(a) [tex]y(t)=250 - 4.9 t^2[/tex]
For an object in free-fall, the vertical position at time t is given by:
[tex]y(t) = h + ut - \frac{1}{2}gt^2[/tex]
where
h is the initial vertical position
u is the initial vertical velocity
g = 9.8 m/s^2 is the acceleration of gravity
t is the time
In this problem,
h = 250 m
u = 0 (the stone starts from rest)
So, the vertical position of the stone is given by
[tex]y(t) = 250 - \frac{1}{2}(9.8) t^2 = 250 - 4.9 t^2[/tex]
(b) 7.14 s
The time it takes for the stone to reach the ground is the time t at which the vertical position of the stone becomes zero:
y(t) = 0
Which means
[tex]y(t) = h - \frac{1}{2}gt^2=0[/tex]
So for the stone in the problem, we have
[tex]250 - 4.9 t^2 = 0[/tex]
Solving for t, we find:
[tex]t=\sqrt{\frac{250}{4.9}}=7.14 s[/tex]
(c) -70.0 m/s (downward)
The velocity of an object in free fall is given by the equation
[tex]v(t) = u - gt[/tex]
where
u is the initial velocity
g = 9.8 m/s^2 is the acceleration of gravity
t is the time
Here we have
u = 0
So if we substitute t = 7.14 s, we find the velocity of the stone at the time it reaches the ground:
[tex]v=0-(9.8 m/s^2)(7.14 s)=-70.0 m/s[/tex]

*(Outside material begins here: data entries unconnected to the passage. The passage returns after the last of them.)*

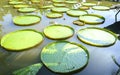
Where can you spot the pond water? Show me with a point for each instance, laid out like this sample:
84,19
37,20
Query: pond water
100,62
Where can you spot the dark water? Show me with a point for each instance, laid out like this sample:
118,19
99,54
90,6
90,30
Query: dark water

The negative sign means the direction of the velocity is downward.
(d) 6.94 s
In this situation, the stone is thrown downward with an initial speed of 2 m/s, so its initial velocity is
u = -2 m/s
So the equation of the vertical position of the stone in this case is
[tex]y(t) = h + ut - \frac{1}{2}gt^2=250 - 2t - 4.9 t^2[/tex]
By solving the equation, we find the time t at which the stone reaches the ground.
We find two solutions:
t = -7.35 s
t = 6.94 s
The first solution is negative, so it has no physical meaning, therefore we discard it. So, the time it takes for the stone to reach the ground is:
t = 6.94 s